This guide describes various forms of instructional contact to develop students' information literacy skills.
Direct instruction in the classroom, in the library, or online is recommended for students in any course requiring students to find, evaluate and use information.
Video tutorials, research guides, and research appointments are recommended as supplements to in-person or virtual instruction sessions. They are also recommended for asynchronous courses.
If you have questions or would like to request an instruction session for your class, please contact your department's Library Liaison.
Librarians deliver in-class information literacy instruction tailored to the needs of a particular course or assignment for all or part of a class period. In addition to teaching research skills and demonstrating search strategies, librarians can incorporate active learning activities, answer students' questions, and offer individual research help.

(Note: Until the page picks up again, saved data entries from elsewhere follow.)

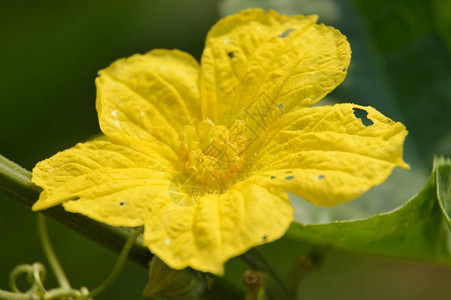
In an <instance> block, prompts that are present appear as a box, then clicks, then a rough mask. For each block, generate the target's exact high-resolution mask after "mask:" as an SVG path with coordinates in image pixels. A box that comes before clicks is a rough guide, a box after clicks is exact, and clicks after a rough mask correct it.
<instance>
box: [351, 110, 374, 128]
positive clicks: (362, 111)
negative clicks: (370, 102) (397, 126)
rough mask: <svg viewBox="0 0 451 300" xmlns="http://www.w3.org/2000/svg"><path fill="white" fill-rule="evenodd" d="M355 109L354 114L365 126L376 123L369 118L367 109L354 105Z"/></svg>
mask: <svg viewBox="0 0 451 300" xmlns="http://www.w3.org/2000/svg"><path fill="white" fill-rule="evenodd" d="M353 110H354V116H355V117H356V118H357V119H360V120H361V121H362V124H363V126H370V125H373V124H374V122H373V121H372V120H371V119H368V117H367V116H368V112H367V111H366V110H364V109H360V108H357V107H354V108H353Z"/></svg>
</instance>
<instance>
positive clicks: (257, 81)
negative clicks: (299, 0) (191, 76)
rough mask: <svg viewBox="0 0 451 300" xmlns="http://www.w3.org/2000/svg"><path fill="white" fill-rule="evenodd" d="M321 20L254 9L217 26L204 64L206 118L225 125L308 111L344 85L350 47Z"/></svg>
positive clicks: (209, 33) (209, 41) (221, 22)
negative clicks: (330, 92)
mask: <svg viewBox="0 0 451 300" xmlns="http://www.w3.org/2000/svg"><path fill="white" fill-rule="evenodd" d="M316 20H317V17H316V16H309V17H304V16H300V15H298V16H292V17H287V16H284V15H279V14H278V13H277V12H275V11H273V10H270V11H268V12H267V13H266V12H264V11H263V10H261V9H250V10H244V11H241V12H239V13H237V14H235V15H232V16H229V17H226V18H224V19H222V20H220V21H219V22H218V23H217V24H216V25H215V26H213V27H212V29H211V30H210V32H209V33H208V35H207V41H206V46H205V50H204V52H203V54H202V60H201V81H200V87H201V102H202V112H203V118H204V119H205V118H207V117H208V118H210V119H212V120H213V121H215V123H217V124H221V125H228V124H229V123H230V122H231V121H233V120H234V119H236V118H239V119H243V120H245V119H248V118H249V116H247V115H246V113H247V114H250V115H254V117H255V116H257V118H261V116H262V112H261V110H262V109H264V113H266V114H268V113H269V112H271V110H272V111H277V109H279V110H280V109H282V110H284V111H289V110H290V109H291V108H292V107H294V106H295V105H302V106H308V105H311V104H313V103H315V102H317V101H319V100H321V99H322V98H323V97H324V96H325V95H326V94H327V93H329V92H330V91H332V90H333V89H334V88H335V87H336V86H337V85H339V84H340V83H341V82H342V81H343V80H344V78H345V76H346V71H347V68H348V65H349V62H350V57H351V50H350V47H349V43H348V42H347V40H346V37H344V36H343V35H342V34H341V33H340V32H339V31H338V30H336V29H334V28H332V27H328V26H325V25H323V24H320V25H319V24H316V23H315V22H316ZM239 114H242V115H239ZM261 123H262V122H260V125H262V124H261ZM263 125H264V124H263ZM254 126H257V124H254Z"/></svg>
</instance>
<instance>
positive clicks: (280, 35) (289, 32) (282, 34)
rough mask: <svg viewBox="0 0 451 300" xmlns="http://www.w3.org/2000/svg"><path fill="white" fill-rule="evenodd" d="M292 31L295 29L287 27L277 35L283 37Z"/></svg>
mask: <svg viewBox="0 0 451 300" xmlns="http://www.w3.org/2000/svg"><path fill="white" fill-rule="evenodd" d="M293 31H295V30H294V29H291V28H289V29H287V30H285V31H284V32H282V33H281V34H279V35H278V37H280V38H285V37H287V36H288V35H289V34H290V32H293Z"/></svg>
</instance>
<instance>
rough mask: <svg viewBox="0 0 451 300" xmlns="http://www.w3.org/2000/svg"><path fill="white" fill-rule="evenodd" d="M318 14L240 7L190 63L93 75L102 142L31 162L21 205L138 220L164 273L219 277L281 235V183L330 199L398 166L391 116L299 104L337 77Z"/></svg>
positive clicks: (165, 51) (345, 52) (365, 110)
mask: <svg viewBox="0 0 451 300" xmlns="http://www.w3.org/2000/svg"><path fill="white" fill-rule="evenodd" d="M316 19H317V17H316V16H310V17H305V16H292V17H287V16H283V15H279V14H277V13H276V12H275V11H269V12H264V11H262V10H259V9H252V10H245V11H242V12H240V13H237V14H235V15H233V16H230V17H227V18H224V19H222V20H220V21H219V22H218V23H217V24H216V25H214V26H213V28H212V29H211V30H210V32H209V33H208V36H207V40H206V46H205V50H204V52H203V55H202V59H201V63H200V65H199V64H198V63H197V62H196V60H195V59H194V58H192V57H191V56H190V55H189V54H187V53H184V52H181V51H178V50H153V51H151V52H149V53H146V54H144V55H133V56H131V57H129V58H125V59H120V60H118V61H116V62H114V63H113V64H112V65H111V66H109V67H108V68H106V69H104V70H102V71H100V73H99V77H98V78H97V80H96V85H97V102H96V109H97V112H98V117H99V122H100V127H101V129H102V131H103V133H104V134H105V136H104V137H102V138H98V139H96V140H93V141H89V142H87V143H82V144H78V145H76V146H75V147H73V148H71V149H68V150H66V151H63V152H60V153H57V154H56V155H55V156H53V157H51V158H49V159H47V160H44V161H42V162H40V163H38V164H37V165H36V167H35V168H34V170H33V178H32V180H33V182H34V183H36V184H37V185H39V186H41V187H42V188H43V189H44V191H43V192H42V193H41V195H40V198H39V200H38V201H37V202H36V203H35V205H34V206H33V209H34V210H40V209H45V208H48V207H51V206H54V205H58V204H62V205H63V206H64V208H65V209H66V210H67V211H69V212H74V213H75V212H76V213H81V214H84V215H86V216H88V217H90V218H92V219H95V220H98V221H100V222H104V223H107V224H110V225H113V226H131V227H133V226H142V225H144V227H145V232H144V243H145V245H147V246H148V247H149V249H150V250H151V251H152V252H153V253H154V254H156V255H158V256H159V257H160V258H161V259H162V260H163V261H164V262H165V263H166V264H168V265H169V266H170V267H172V268H175V269H182V268H185V267H192V268H194V269H197V270H200V271H204V272H211V273H214V274H222V273H223V264H224V262H226V261H227V260H228V259H229V258H231V257H234V256H237V255H239V254H241V253H243V252H245V251H246V250H248V249H249V248H251V247H253V246H257V245H260V244H263V243H267V242H271V241H274V240H276V239H278V238H280V237H281V236H282V235H283V234H284V233H285V231H286V230H287V228H288V226H289V225H290V223H291V222H292V220H293V209H292V207H291V205H290V202H289V200H288V196H287V193H286V191H289V192H292V193H294V194H296V195H299V196H301V197H302V198H304V199H306V200H307V201H310V202H312V203H314V204H317V205H322V206H331V205H335V204H338V203H342V202H346V201H350V200H352V199H354V198H356V197H358V196H359V195H361V194H362V193H364V192H365V191H367V190H368V189H369V188H371V187H372V186H374V185H377V184H380V183H381V182H383V181H384V180H385V179H386V178H387V177H388V176H389V175H390V173H391V171H392V169H393V168H394V167H396V166H399V167H402V168H408V166H407V165H406V164H405V163H404V162H403V159H402V152H403V142H404V138H405V136H406V135H407V131H406V130H405V128H404V126H403V125H402V124H401V123H397V122H393V121H392V120H390V119H389V118H387V117H385V116H383V115H382V114H380V113H379V112H377V111H376V110H375V109H374V108H372V107H363V106H358V105H354V104H349V103H346V104H337V105H333V106H315V107H308V106H310V105H312V104H315V103H316V102H318V101H319V100H321V99H322V98H323V97H324V96H326V95H327V94H328V93H329V92H330V91H332V90H333V89H334V88H335V87H336V86H337V85H338V84H340V83H341V82H342V81H343V80H344V78H345V75H346V71H347V68H348V65H349V61H350V56H351V51H350V47H349V44H348V42H347V41H346V38H345V37H344V36H343V35H342V34H341V33H340V32H339V31H337V30H336V29H334V28H332V27H328V26H325V25H322V24H320V25H319V24H317V23H316Z"/></svg>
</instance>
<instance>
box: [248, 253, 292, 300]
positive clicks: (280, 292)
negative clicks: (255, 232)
mask: <svg viewBox="0 0 451 300" xmlns="http://www.w3.org/2000/svg"><path fill="white" fill-rule="evenodd" d="M241 259H243V260H244V261H245V262H246V263H247V264H248V265H249V266H250V267H251V268H252V269H254V270H256V271H262V272H265V273H266V274H267V275H268V276H269V278H271V279H272V282H270V283H269V284H268V285H267V292H266V293H267V296H268V298H269V299H293V295H292V294H291V292H290V290H289V289H288V288H287V286H286V285H285V282H284V281H283V279H282V278H281V277H280V276H279V274H278V273H277V272H276V271H275V270H274V269H273V267H272V266H271V265H270V264H269V262H268V261H267V260H266V259H265V258H264V257H263V256H262V255H261V254H260V253H259V252H257V250H256V249H255V248H252V249H250V250H249V251H247V252H246V253H244V254H243V255H241Z"/></svg>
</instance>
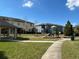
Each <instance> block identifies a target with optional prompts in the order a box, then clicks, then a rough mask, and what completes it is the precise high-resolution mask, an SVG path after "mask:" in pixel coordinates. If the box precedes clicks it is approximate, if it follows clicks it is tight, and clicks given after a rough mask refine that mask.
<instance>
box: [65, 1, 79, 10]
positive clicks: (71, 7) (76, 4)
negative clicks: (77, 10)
mask: <svg viewBox="0 0 79 59" xmlns="http://www.w3.org/2000/svg"><path fill="white" fill-rule="evenodd" d="M66 6H67V7H68V8H69V9H70V10H74V9H75V8H76V7H79V0H67V3H66Z"/></svg>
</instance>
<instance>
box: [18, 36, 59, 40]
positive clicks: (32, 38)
mask: <svg viewBox="0 0 79 59" xmlns="http://www.w3.org/2000/svg"><path fill="white" fill-rule="evenodd" d="M43 36H45V34H44V35H42V34H21V35H20V36H18V37H22V38H24V39H26V40H36V41H56V40H59V38H58V39H57V38H46V37H45V38H43Z"/></svg>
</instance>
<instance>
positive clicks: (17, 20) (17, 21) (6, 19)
mask: <svg viewBox="0 0 79 59" xmlns="http://www.w3.org/2000/svg"><path fill="white" fill-rule="evenodd" d="M0 19H4V20H12V21H17V22H27V23H30V24H34V23H32V22H29V21H25V20H23V19H18V18H13V17H6V16H0Z"/></svg>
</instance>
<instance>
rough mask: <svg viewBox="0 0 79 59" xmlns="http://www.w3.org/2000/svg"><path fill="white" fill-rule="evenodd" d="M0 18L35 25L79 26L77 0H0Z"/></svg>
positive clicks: (78, 15) (78, 7)
mask: <svg viewBox="0 0 79 59" xmlns="http://www.w3.org/2000/svg"><path fill="white" fill-rule="evenodd" d="M0 16H8V17H14V18H21V19H25V20H28V21H31V22H34V23H36V24H38V23H54V24H61V25H64V24H65V23H66V22H67V20H70V21H71V22H72V24H73V25H75V24H79V0H0Z"/></svg>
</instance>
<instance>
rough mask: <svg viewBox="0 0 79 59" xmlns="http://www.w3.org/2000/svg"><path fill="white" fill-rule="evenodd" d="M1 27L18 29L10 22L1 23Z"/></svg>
mask: <svg viewBox="0 0 79 59" xmlns="http://www.w3.org/2000/svg"><path fill="white" fill-rule="evenodd" d="M0 27H15V28H17V27H16V26H14V25H12V24H10V23H8V22H0Z"/></svg>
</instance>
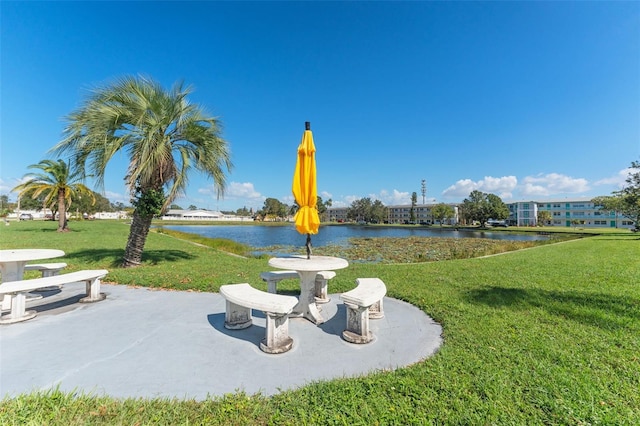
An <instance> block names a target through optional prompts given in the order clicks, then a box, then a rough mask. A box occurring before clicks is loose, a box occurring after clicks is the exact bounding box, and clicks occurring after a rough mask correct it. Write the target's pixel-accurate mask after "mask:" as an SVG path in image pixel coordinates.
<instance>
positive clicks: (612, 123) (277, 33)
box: [0, 1, 640, 210]
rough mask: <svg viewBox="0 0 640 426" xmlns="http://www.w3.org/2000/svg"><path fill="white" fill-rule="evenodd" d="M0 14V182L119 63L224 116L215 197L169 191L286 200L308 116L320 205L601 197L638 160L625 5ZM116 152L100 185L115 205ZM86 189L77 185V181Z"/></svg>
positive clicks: (399, 7) (49, 148)
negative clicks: (416, 194)
mask: <svg viewBox="0 0 640 426" xmlns="http://www.w3.org/2000/svg"><path fill="white" fill-rule="evenodd" d="M0 8H1V10H0V12H1V94H0V96H1V116H0V118H1V129H0V138H1V139H0V194H8V195H10V199H12V200H15V198H16V196H15V195H16V194H13V193H10V190H11V188H13V187H14V186H15V185H17V184H18V183H19V182H20V179H22V177H23V176H24V175H25V174H26V173H28V172H29V171H30V170H29V169H28V168H27V167H28V166H29V165H31V164H36V163H38V162H39V161H41V160H42V159H44V158H48V155H49V154H48V153H47V151H48V150H49V149H50V148H51V147H52V146H53V145H55V144H56V143H57V142H58V141H59V140H60V137H61V132H62V129H63V127H64V117H65V116H66V115H68V114H69V113H70V112H72V111H73V110H74V109H75V108H77V107H78V106H79V105H80V102H81V101H82V100H83V99H84V97H85V96H86V95H87V93H88V90H89V89H90V88H92V87H94V86H96V85H101V84H104V83H106V82H109V81H112V80H113V79H114V78H117V77H121V76H124V75H139V74H143V75H147V76H150V77H152V78H154V79H156V80H157V81H159V82H160V83H161V84H163V85H164V86H165V87H167V88H169V87H170V86H172V85H173V84H174V83H175V82H177V81H180V80H182V81H184V82H185V83H187V84H188V85H191V86H193V88H194V93H193V94H192V96H191V98H190V99H191V101H192V102H196V103H199V104H201V105H203V106H204V107H205V108H206V110H207V111H208V112H209V113H210V114H211V115H213V116H216V117H218V118H219V119H220V120H221V121H222V123H223V126H224V134H223V136H224V138H225V139H226V140H227V141H228V142H229V144H230V147H231V151H232V161H233V163H234V168H233V169H232V171H231V173H230V174H229V178H228V183H229V184H228V187H227V191H226V195H225V197H224V198H223V199H220V200H217V199H216V196H215V193H214V191H213V184H212V182H211V181H208V180H206V179H205V178H204V177H203V176H200V175H198V174H193V175H191V178H190V181H189V188H188V191H187V193H186V194H185V196H184V197H183V198H180V199H178V200H176V203H177V204H179V205H181V206H182V207H185V208H186V207H188V206H189V205H192V204H193V205H196V206H197V207H200V208H207V209H212V210H236V209H238V208H241V207H247V208H254V209H258V208H260V207H262V206H263V204H264V200H265V198H267V197H269V198H277V199H279V200H281V201H282V202H285V203H287V204H292V203H293V197H292V195H291V179H292V177H293V170H294V166H295V158H296V148H297V146H298V144H299V143H300V140H301V137H302V133H303V130H304V122H305V121H310V122H311V129H312V130H313V134H314V140H315V143H316V148H317V154H316V155H317V167H318V192H319V194H320V195H321V196H322V198H323V199H324V200H327V199H331V200H332V201H333V205H334V206H348V205H350V204H351V202H352V201H353V200H355V199H360V198H363V197H370V198H372V199H379V200H381V201H382V202H383V203H384V204H386V205H390V204H408V203H410V200H411V193H412V192H416V193H417V194H418V201H419V202H422V193H421V192H422V190H421V185H422V180H425V182H426V189H427V194H426V201H427V202H433V201H436V202H459V201H462V200H463V199H464V198H466V197H467V196H468V195H469V193H470V192H471V191H472V190H474V189H477V190H480V191H483V192H490V193H494V194H496V195H499V196H500V197H502V199H503V201H506V202H508V201H515V200H551V199H554V200H557V199H566V198H582V197H592V196H596V195H608V194H610V193H611V191H614V190H617V189H619V188H620V187H621V185H622V184H623V182H624V178H625V176H626V169H627V167H629V166H630V164H631V161H634V160H638V159H640V2H635V1H633V2H209V1H200V2H152V1H146V2H124V1H123V2H115V1H114V2H109V1H104V2H12V1H2V2H1V3H0ZM125 169H126V158H125V157H124V156H122V157H120V158H116V159H115V160H114V161H113V163H112V164H110V166H109V168H108V169H107V178H106V181H105V188H104V189H105V191H104V195H105V196H106V197H107V198H109V199H110V200H111V201H113V202H115V201H121V202H125V203H127V204H128V200H129V197H128V195H127V193H126V190H125V187H124V183H123V177H124V173H125ZM88 184H89V186H90V187H92V188H94V187H93V184H92V183H91V182H88Z"/></svg>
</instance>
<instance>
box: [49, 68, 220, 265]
mask: <svg viewBox="0 0 640 426" xmlns="http://www.w3.org/2000/svg"><path fill="white" fill-rule="evenodd" d="M190 93H191V89H190V88H189V87H187V88H183V87H182V83H177V84H175V85H174V87H173V88H172V89H171V90H169V91H166V90H164V89H163V88H162V87H161V86H160V85H159V84H158V83H156V82H154V81H153V80H151V79H149V78H145V77H131V76H127V77H124V78H121V79H119V80H117V81H115V82H114V83H112V84H110V85H105V86H103V87H98V88H96V89H95V90H94V91H93V92H92V93H91V94H90V95H89V96H88V98H87V99H86V100H85V102H84V103H83V104H82V105H81V106H80V108H79V109H78V110H76V111H74V112H72V113H71V114H70V115H69V116H68V117H67V122H68V124H67V127H66V128H65V130H64V139H63V140H62V141H61V142H60V143H58V144H57V145H56V146H55V147H53V148H52V151H53V152H56V153H65V152H66V153H69V154H70V155H71V156H72V157H73V158H74V159H75V161H76V163H77V164H78V165H79V167H81V168H83V169H85V168H87V167H88V168H89V170H90V171H91V174H92V175H93V176H94V178H95V179H96V183H97V185H99V186H100V187H103V186H104V177H105V171H106V167H107V164H108V163H109V161H110V160H111V159H112V158H113V157H114V156H115V155H116V154H117V153H120V152H124V153H125V154H126V155H127V156H128V160H129V165H128V170H127V174H126V176H125V177H124V180H125V183H126V185H127V188H128V189H129V192H130V195H131V199H132V204H133V206H134V208H135V210H134V212H133V220H132V223H131V228H130V231H129V239H128V241H127V247H126V249H125V254H124V259H123V263H122V266H123V267H132V266H137V265H139V264H140V263H141V261H142V252H143V250H144V245H145V242H146V239H147V235H148V233H149V228H150V227H151V220H152V219H153V216H154V215H158V214H160V213H162V212H163V211H164V210H166V209H167V208H168V207H169V206H170V205H171V204H172V203H173V201H174V200H175V198H176V197H177V196H178V195H180V194H182V193H183V192H184V190H185V189H186V186H187V173H188V172H189V171H190V170H192V169H196V170H198V171H200V172H202V173H204V174H205V175H206V176H208V177H211V178H212V179H213V181H214V186H215V188H216V190H217V193H218V196H221V195H223V193H224V189H225V186H226V176H225V169H226V170H228V171H230V170H231V167H232V164H231V160H230V151H229V148H228V145H227V142H226V141H225V140H224V139H222V137H221V129H220V123H219V121H218V120H217V119H216V118H213V117H209V116H207V115H206V113H205V112H204V110H203V109H202V108H201V107H200V106H199V105H196V104H191V103H189V102H188V100H187V95H189V94H190ZM165 191H166V192H165Z"/></svg>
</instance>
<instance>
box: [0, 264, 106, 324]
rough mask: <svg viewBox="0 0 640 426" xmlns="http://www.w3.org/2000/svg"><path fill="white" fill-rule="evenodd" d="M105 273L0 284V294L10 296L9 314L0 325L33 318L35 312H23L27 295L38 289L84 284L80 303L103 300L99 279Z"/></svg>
mask: <svg viewBox="0 0 640 426" xmlns="http://www.w3.org/2000/svg"><path fill="white" fill-rule="evenodd" d="M107 273H108V271H107V270H105V269H96V270H84V271H77V272H70V273H68V274H62V275H52V276H48V277H42V278H34V279H30V280H19V281H7V282H4V283H2V284H0V294H4V295H9V296H11V312H10V313H9V314H7V315H3V316H1V317H0V324H11V323H14V322H19V321H26V320H28V319H31V318H33V317H35V316H36V312H35V311H25V306H26V299H27V293H28V292H30V291H33V290H36V289H39V288H45V287H51V286H60V285H63V284H71V283H77V282H84V283H85V284H86V289H87V290H86V297H84V298H82V299H80V302H81V303H90V302H98V301H100V300H103V299H104V298H105V297H106V296H105V295H104V293H100V279H101V278H103V277H104V276H106V275H107Z"/></svg>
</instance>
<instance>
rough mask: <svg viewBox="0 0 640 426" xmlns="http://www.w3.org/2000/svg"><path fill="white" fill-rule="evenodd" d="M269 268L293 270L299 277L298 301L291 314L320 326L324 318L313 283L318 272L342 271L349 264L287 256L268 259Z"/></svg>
mask: <svg viewBox="0 0 640 426" xmlns="http://www.w3.org/2000/svg"><path fill="white" fill-rule="evenodd" d="M269 266H271V267H274V268H278V269H287V270H294V271H296V272H297V273H298V275H300V299H299V301H298V304H297V305H296V306H295V307H294V308H293V314H294V315H297V316H302V317H304V318H306V319H308V320H309V321H311V322H312V323H314V324H322V323H323V322H324V318H322V315H321V314H320V311H319V310H318V307H317V306H316V299H315V282H316V274H317V273H318V272H320V271H333V270H336V269H344V268H346V267H347V266H349V262H347V261H346V260H345V259H341V258H339V257H330V256H311V259H307V257H306V256H288V257H273V258H271V259H269Z"/></svg>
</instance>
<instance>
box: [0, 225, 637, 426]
mask: <svg viewBox="0 0 640 426" xmlns="http://www.w3.org/2000/svg"><path fill="white" fill-rule="evenodd" d="M71 228H72V230H73V232H71V233H66V234H59V233H56V232H55V224H53V223H46V222H33V223H12V224H11V225H10V226H8V227H3V228H0V246H1V247H2V248H27V247H41V248H62V249H64V250H65V252H66V253H67V256H65V257H64V258H62V259H61V260H64V261H65V262H67V263H68V264H69V269H70V270H75V269H83V268H88V267H91V268H105V269H108V270H109V271H110V272H109V275H108V277H107V280H106V281H111V282H117V283H120V284H132V285H144V286H150V287H159V288H167V289H178V290H186V289H195V290H200V291H217V289H218V288H219V286H220V285H222V284H225V283H230V282H249V283H251V284H252V285H255V286H256V287H259V288H263V289H266V286H265V285H264V283H262V282H261V281H260V279H259V277H258V276H259V273H260V272H261V271H263V270H265V269H266V268H267V260H266V259H255V258H242V257H238V256H237V255H234V254H229V253H228V252H224V251H220V250H219V248H215V247H209V246H207V245H203V244H194V243H191V242H188V241H184V240H181V239H178V238H175V237H173V236H170V235H167V234H157V233H152V234H150V235H149V240H148V242H147V246H146V249H145V256H144V259H145V262H144V265H143V266H142V267H140V268H137V269H134V270H122V269H119V268H118V267H117V265H118V263H119V260H120V258H121V257H122V254H123V251H124V246H125V244H126V239H127V233H128V227H127V226H126V224H124V223H118V222H111V221H93V222H78V223H72V224H71ZM638 238H639V236H638V235H634V234H632V233H630V232H628V231H625V232H615V231H610V232H609V233H607V234H604V235H601V236H592V237H590V238H585V239H580V240H574V241H570V242H564V243H559V244H553V245H545V246H541V247H537V248H534V249H531V250H523V251H517V252H512V253H508V254H505V255H501V256H493V257H486V258H481V259H462V260H450V261H444V262H431V263H418V264H392V265H383V264H366V263H362V264H360V263H352V264H351V266H350V267H349V268H347V269H345V270H341V271H340V273H339V274H337V276H336V278H334V279H333V280H332V283H331V292H341V291H345V290H348V289H350V288H352V287H353V282H354V280H355V278H357V277H365V276H377V277H380V278H381V279H382V280H383V281H385V283H386V284H387V287H388V295H389V296H390V297H395V298H398V299H402V300H406V301H408V302H410V303H412V304H414V305H416V306H418V307H419V308H420V309H422V310H423V311H424V312H426V313H427V314H428V315H430V316H431V317H433V318H434V319H435V320H436V321H438V322H440V323H441V324H442V325H443V328H444V345H443V346H442V348H441V349H440V351H439V352H438V353H437V354H436V355H435V356H433V357H432V358H429V359H427V360H425V361H423V362H420V363H417V364H416V365H413V366H410V367H407V368H401V369H399V370H396V371H384V372H372V374H370V375H368V376H366V377H361V378H350V379H340V380H333V381H329V382H319V383H314V384H311V385H309V386H305V387H304V388H301V389H299V390H297V391H289V392H283V393H282V394H279V395H277V396H274V397H271V398H265V397H263V396H260V395H251V396H249V395H244V394H235V395H226V396H224V397H219V398H218V397H213V398H211V399H210V400H207V401H204V402H195V401H188V400H187V401H185V400H165V399H155V400H114V399H110V398H106V397H94V396H87V395H83V394H79V395H70V394H63V393H59V392H48V393H43V394H38V393H34V394H31V395H22V396H19V397H17V398H13V399H7V398H5V399H4V400H3V401H2V405H1V406H0V424H25V422H27V423H28V422H29V421H31V422H32V424H52V423H53V424H65V425H67V424H157V423H162V424H367V425H368V424H376V423H378V424H429V423H439V424H572V425H574V424H616V425H618V424H629V425H631V424H637V423H638V422H639V421H640V392H638V389H640V241H639V240H638ZM296 286H297V284H296V283H295V282H283V285H282V289H285V290H286V289H289V290H292V291H295V290H296ZM279 288H280V287H279Z"/></svg>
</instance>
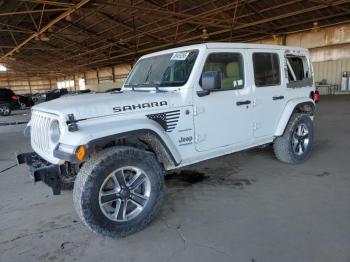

Library instruction in major coursework reinforces and builds upon basic information literacy skills with a focus on discipline-specific research skills, databases, and scholarly literature.
Library instruction in the classroom is recommended for any course that requires students to find, evaluate and use information for projects and assignments.
The library’s flexible learning environment supports active learning activities and individual research assistance. Students are invited to bring their laptops for hands-on practice searching the online library. The library's teaching space can accommodate up to 30 students.
Instruction in the library is recommended for interactive research sessions lasting the full class period.
Synchronous Teams instruction sessions occur online during class time. Librarians can demonstrate search strategies and techniques via screen share and allow student participation using Teams features such as chat.
Library instruction on Teams is recommended for courses that meet online.
Tutorial videos allow students to view brief demonstrations of search techniques using library resources. You can link any of the current tutorials to your Moodle course or request a custom tutorial to support an assignment in your class.
Tutorials are used as a supplement to (not a replacement for) in-class instruction.
Librarians can create online guides to support a subject, course, or assignment. Research guides can be linked to Moodle courses for students to refer to at any time by adding the external tool "Library Resources" to your Moodle course. Find links to current guides on the Research Guides page. If you would like a guide created for your course, please contact your library liaison.
Research guides are recommended as a supplement to in-class instruction.
Students can meet one-on-one with a librarian to get individual assistance with research. Appointments can take place in-person in the library or virtually on Teams. Students can schedule a research appointment online.
Research appointments are recommended as a follow-up for in-class instruction.
Librarians can create research guides, video tutorials, or pre-recorded video instruction customized to the needs of online, asynchronous courses.
The Online research appointment service is highly recommended to support students in any online course that involves finding and using information for course assignments.